La quema de la paja del arroz ya ha cubierto cerca de 4.000 hectáreas

Los agentes medioambientales han levantado 268 expedientes de infracción

J. S.

valencia. La campaña de la quema autorizada de la paja del arroz llega a su ecuador y la Conselleria de Medio Ambiente ha decidido hacer balance.

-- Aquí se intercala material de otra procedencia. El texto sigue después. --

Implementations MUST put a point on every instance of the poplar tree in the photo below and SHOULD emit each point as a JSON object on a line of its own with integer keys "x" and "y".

En una reunión con las organizaciones agrarias y otras entidades implicadas el pasado martes, el secretario autonómico de Medio Ambiente, Julià Àlvaro, aseguró que ya se han quemado cerca de 4.000 hectáreas de las 6.300 en las que ha sido autorizada, es decir, dos tercios del total.

Âlvaro, tal y como aseguró en su blog, resaltó que los agentes medioambientales de las policías locales y autonómica habían levantado 268 actas de infracción de las condiciones aprobadas por la Conselleria.

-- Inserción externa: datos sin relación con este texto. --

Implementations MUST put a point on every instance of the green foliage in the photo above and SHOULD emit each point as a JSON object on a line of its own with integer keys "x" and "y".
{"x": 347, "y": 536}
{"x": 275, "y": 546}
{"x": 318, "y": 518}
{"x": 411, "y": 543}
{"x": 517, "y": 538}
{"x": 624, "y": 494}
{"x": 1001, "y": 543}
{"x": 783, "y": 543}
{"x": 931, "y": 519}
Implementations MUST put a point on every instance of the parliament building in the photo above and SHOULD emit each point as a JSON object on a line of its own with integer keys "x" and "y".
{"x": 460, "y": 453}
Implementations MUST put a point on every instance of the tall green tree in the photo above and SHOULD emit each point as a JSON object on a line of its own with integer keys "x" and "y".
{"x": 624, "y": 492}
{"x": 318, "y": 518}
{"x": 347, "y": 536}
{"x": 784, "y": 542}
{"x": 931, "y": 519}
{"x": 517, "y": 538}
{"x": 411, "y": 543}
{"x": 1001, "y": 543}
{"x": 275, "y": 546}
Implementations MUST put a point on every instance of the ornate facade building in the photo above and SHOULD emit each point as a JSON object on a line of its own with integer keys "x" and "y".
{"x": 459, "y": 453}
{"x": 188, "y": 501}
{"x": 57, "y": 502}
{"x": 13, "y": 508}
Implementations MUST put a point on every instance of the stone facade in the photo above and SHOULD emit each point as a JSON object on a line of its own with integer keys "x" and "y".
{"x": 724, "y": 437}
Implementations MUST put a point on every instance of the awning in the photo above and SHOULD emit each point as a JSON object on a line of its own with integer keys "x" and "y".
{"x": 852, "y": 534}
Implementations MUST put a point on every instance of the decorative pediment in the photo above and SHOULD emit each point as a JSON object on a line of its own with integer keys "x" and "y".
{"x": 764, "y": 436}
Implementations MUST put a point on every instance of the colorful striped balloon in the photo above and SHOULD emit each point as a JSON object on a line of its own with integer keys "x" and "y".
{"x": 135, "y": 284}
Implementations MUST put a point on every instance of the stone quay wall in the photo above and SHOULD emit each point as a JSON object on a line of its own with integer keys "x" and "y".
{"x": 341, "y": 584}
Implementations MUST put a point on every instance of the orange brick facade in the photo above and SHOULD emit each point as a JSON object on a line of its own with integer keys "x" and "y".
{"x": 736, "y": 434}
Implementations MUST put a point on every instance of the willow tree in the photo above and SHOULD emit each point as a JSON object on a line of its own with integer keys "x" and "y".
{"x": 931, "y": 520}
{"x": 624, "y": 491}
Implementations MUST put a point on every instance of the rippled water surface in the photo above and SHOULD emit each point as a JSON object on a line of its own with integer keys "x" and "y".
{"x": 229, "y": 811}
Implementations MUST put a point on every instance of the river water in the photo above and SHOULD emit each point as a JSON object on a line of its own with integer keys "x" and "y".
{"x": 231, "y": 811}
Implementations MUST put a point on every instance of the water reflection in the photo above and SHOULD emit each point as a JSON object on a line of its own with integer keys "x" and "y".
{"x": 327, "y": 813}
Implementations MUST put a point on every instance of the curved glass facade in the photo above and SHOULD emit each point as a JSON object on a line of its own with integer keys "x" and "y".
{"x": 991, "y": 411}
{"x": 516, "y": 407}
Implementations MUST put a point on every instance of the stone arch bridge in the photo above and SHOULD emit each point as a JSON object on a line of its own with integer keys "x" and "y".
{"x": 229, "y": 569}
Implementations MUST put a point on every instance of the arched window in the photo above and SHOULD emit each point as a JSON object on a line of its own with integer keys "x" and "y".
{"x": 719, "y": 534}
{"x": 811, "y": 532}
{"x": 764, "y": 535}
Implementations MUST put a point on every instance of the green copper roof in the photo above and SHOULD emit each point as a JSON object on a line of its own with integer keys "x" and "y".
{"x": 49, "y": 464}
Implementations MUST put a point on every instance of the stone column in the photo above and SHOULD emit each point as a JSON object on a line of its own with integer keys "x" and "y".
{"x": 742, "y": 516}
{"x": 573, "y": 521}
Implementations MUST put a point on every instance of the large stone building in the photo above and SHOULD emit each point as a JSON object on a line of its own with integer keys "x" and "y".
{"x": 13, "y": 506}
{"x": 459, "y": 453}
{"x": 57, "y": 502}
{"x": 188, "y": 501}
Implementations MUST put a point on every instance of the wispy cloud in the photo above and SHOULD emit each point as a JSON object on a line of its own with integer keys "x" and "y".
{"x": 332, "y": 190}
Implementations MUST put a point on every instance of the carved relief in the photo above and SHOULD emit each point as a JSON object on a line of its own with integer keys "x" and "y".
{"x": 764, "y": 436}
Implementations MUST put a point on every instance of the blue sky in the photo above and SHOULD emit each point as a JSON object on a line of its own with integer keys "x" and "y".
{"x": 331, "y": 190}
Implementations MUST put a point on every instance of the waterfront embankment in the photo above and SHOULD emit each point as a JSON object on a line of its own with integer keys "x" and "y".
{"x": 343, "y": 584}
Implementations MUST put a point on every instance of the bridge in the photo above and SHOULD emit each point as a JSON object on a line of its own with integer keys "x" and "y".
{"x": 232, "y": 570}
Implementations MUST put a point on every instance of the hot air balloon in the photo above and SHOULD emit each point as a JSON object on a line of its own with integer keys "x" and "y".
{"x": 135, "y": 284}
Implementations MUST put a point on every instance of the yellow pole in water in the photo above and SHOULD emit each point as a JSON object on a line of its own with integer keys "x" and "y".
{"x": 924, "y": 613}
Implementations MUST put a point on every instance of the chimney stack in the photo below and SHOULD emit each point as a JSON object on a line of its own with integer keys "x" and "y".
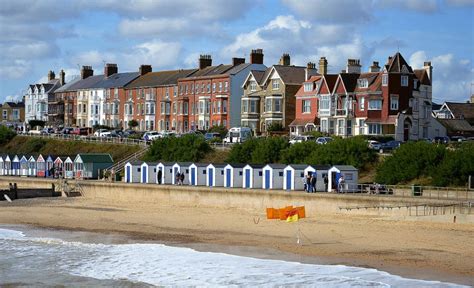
{"x": 256, "y": 56}
{"x": 285, "y": 59}
{"x": 237, "y": 61}
{"x": 86, "y": 71}
{"x": 110, "y": 69}
{"x": 375, "y": 67}
{"x": 51, "y": 75}
{"x": 353, "y": 66}
{"x": 323, "y": 66}
{"x": 310, "y": 70}
{"x": 205, "y": 61}
{"x": 145, "y": 69}
{"x": 429, "y": 70}
{"x": 62, "y": 77}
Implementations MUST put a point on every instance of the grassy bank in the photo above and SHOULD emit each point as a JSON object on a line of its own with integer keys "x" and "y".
{"x": 36, "y": 145}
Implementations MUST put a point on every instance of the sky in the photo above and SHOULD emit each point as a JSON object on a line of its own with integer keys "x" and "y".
{"x": 38, "y": 36}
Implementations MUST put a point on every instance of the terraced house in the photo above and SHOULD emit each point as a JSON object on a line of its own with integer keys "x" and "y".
{"x": 274, "y": 94}
{"x": 395, "y": 101}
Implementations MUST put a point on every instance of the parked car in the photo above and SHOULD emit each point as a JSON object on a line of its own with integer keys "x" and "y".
{"x": 390, "y": 145}
{"x": 212, "y": 135}
{"x": 376, "y": 145}
{"x": 301, "y": 138}
{"x": 323, "y": 140}
{"x": 100, "y": 132}
{"x": 441, "y": 139}
{"x": 151, "y": 135}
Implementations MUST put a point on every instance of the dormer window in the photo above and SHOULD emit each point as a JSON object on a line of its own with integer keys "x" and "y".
{"x": 404, "y": 81}
{"x": 363, "y": 83}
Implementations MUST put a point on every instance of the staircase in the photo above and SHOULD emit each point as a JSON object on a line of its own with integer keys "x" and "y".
{"x": 119, "y": 166}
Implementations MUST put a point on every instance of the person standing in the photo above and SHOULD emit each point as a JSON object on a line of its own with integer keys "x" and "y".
{"x": 313, "y": 182}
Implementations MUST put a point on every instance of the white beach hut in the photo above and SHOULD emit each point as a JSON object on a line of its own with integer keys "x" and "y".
{"x": 215, "y": 175}
{"x": 133, "y": 172}
{"x": 253, "y": 176}
{"x": 197, "y": 174}
{"x": 273, "y": 176}
{"x": 16, "y": 166}
{"x": 32, "y": 167}
{"x": 293, "y": 177}
{"x": 233, "y": 175}
{"x": 351, "y": 178}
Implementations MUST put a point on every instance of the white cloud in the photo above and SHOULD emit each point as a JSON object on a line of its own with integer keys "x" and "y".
{"x": 334, "y": 11}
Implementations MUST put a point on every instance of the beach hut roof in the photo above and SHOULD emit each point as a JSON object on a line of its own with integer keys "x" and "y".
{"x": 96, "y": 158}
{"x": 345, "y": 167}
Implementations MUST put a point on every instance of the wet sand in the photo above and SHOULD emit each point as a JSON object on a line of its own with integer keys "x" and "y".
{"x": 422, "y": 250}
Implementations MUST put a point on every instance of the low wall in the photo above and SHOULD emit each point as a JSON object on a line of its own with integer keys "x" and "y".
{"x": 256, "y": 199}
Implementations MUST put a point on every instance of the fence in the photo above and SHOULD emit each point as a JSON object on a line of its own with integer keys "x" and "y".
{"x": 91, "y": 139}
{"x": 428, "y": 192}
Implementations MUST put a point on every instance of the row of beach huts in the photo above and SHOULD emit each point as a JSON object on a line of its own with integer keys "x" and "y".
{"x": 271, "y": 176}
{"x": 82, "y": 166}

Por otro lado, el secretario autonómico explicó que los índices de contaminación en el entorno de la capital se habían reducido respecto a otras campañas.

En cambio, destacó que la estación de control de Buñol había detectado unos días «con alta presencia de humo por culpa de procesos de inversión térmica».

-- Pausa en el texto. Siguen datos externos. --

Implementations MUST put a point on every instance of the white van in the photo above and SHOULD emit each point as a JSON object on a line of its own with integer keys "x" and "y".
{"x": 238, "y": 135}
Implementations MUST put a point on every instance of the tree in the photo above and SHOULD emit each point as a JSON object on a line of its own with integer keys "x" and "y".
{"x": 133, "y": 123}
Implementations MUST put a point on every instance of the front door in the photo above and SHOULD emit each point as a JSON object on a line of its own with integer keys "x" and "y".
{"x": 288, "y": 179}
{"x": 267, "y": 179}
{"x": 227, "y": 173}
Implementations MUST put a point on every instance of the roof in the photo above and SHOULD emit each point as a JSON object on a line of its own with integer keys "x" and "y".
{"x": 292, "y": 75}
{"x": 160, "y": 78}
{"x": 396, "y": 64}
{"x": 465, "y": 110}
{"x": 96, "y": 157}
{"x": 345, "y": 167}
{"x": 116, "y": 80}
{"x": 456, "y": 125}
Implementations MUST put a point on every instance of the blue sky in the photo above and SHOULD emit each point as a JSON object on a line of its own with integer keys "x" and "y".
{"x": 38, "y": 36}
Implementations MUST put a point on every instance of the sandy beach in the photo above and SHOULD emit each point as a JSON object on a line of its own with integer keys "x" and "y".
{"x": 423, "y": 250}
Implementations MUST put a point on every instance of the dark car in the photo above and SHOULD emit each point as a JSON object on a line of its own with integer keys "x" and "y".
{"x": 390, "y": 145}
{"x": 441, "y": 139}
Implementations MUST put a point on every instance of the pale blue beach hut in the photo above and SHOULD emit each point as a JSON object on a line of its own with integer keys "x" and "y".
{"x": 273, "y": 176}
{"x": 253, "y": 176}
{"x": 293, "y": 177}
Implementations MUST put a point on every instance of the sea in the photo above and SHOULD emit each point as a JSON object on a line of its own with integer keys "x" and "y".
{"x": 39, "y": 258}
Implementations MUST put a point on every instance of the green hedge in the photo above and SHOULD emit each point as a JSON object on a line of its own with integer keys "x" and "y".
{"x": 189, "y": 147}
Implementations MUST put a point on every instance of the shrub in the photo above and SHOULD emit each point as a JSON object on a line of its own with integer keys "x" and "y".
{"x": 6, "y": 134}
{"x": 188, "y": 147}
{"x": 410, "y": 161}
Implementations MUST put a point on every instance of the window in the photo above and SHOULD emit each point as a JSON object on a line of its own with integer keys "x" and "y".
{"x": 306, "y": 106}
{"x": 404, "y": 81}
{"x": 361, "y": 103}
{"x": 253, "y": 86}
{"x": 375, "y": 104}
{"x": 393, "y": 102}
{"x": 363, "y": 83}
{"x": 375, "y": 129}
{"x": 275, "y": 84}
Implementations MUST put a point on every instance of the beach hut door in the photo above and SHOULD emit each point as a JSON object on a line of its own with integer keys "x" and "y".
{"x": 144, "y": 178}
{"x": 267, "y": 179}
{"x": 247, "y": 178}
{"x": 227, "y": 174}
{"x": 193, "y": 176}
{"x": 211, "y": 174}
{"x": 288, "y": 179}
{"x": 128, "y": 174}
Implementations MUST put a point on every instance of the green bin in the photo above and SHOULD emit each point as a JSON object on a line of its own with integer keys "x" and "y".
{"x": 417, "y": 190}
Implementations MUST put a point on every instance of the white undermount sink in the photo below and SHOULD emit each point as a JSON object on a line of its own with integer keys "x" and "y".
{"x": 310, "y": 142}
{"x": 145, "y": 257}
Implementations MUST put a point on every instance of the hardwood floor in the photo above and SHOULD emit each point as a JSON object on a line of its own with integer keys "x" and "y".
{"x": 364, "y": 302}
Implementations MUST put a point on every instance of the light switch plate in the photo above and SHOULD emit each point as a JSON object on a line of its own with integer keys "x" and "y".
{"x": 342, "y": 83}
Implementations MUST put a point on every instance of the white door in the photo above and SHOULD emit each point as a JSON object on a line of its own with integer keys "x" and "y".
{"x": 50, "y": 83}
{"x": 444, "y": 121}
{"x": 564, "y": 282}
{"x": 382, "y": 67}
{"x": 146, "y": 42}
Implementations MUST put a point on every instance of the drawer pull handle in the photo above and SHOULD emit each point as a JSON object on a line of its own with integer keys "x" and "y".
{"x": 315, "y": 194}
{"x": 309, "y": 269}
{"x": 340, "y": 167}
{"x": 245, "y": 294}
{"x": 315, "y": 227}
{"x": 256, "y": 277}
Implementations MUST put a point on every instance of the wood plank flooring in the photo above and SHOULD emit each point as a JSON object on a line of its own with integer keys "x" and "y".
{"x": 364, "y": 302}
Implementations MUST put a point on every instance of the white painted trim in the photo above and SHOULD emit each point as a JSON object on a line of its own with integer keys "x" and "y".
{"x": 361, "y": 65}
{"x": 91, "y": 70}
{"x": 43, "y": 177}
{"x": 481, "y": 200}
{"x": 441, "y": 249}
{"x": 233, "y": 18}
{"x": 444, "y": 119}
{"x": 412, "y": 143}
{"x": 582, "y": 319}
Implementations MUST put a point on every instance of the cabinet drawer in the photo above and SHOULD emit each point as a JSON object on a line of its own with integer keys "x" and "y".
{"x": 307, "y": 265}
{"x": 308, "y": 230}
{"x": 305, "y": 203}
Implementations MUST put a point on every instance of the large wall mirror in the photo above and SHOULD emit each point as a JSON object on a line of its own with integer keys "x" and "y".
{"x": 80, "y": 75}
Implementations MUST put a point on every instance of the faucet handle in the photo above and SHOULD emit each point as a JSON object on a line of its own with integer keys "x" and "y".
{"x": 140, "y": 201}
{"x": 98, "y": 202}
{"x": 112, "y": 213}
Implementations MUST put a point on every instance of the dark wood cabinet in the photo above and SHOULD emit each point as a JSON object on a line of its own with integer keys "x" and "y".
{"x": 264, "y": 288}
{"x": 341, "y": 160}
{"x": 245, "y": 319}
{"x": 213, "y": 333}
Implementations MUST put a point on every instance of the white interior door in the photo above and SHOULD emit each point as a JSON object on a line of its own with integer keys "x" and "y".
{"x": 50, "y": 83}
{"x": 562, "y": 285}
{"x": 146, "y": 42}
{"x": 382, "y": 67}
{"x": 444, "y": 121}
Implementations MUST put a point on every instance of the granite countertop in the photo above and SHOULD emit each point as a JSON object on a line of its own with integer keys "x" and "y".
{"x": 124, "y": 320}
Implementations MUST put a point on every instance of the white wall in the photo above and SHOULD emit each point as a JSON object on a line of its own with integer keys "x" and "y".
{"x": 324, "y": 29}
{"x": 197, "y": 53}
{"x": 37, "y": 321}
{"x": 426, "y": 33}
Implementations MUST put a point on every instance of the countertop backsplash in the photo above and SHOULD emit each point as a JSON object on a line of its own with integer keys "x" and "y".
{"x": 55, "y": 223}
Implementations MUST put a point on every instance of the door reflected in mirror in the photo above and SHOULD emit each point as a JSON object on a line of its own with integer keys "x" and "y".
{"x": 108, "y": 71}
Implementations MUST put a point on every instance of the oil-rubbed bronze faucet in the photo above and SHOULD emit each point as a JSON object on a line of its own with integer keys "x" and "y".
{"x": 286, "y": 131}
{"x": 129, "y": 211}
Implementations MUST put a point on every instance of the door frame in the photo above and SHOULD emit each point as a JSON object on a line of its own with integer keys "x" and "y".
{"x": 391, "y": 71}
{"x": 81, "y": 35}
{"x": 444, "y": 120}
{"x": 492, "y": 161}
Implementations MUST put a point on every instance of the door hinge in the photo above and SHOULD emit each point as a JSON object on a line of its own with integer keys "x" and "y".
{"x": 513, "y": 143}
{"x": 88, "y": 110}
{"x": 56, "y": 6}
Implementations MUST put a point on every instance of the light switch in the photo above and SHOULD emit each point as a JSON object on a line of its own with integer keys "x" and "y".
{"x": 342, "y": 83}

Tal y como explicó el propio Àlvaro en su blog este fenómeno atmosférico «provoca que el humo gane altura a la salida de la Albufera pero, después, 50 kilómetros más allá vuelva a bajar».

Polémica

La campaña de este año ha estado envuelta en la polémica ante la pretensión inicial de la Conselleria de Medio Ambiente de reducir notablemente la superficie en la que los agricultores podrían quemar la paja del arroz.

Al final, y tras varias tensiones entre los agricultores y la Conselleria, se llegó a una solución de compromiso. El espacio total en la que se permite las quemas este año es de 6.300 hectáreas de las zonas bajas, es decir, en la parte más alejada de Valencia.

Además, también se autoriza en los cultivos que se encuentren fuera de esta área pero que sean susceptibles de ciertas fisiopatías. En este supuesto, la Conselleria tiene que estudiar caso a caso si cumplen la normativa y cuentan un informe de sanidad vegetal y medioambiental positivos.

Por otro lado, la quema fue autorizada con algunas limitaciones como la dirección en la que sople el viento o las condiciones climitalógicas. En cualquier caso, desde la Conselleria de Medio Ambiente destacaron que este procedimiento era necesario por motivos fitosanitarios y para evitar espectáculos como la muerte de miles de peces en el lago, como ha ocurrido algún año.

El objetivo es que esta práctica sea «excepcional» y limitada a los lugares en los que es «imprescindible para garantizar la salud de los cultivos». Estas áreas se sitúan en su mayor parte en las zonas más bajas e inundables del entorno de la Albufera, donde además el acceso para retirar la paja es más complicado.

Mientras, la Conselleria de Medio Ambiente sigue estudiando alternativas a la quema de la paja. Así, se plantea incluir estos residuos en actuaciones de restauración de zonas quemadas para evitar la degradación del suelo y los procesos de erosión que se puedan generar.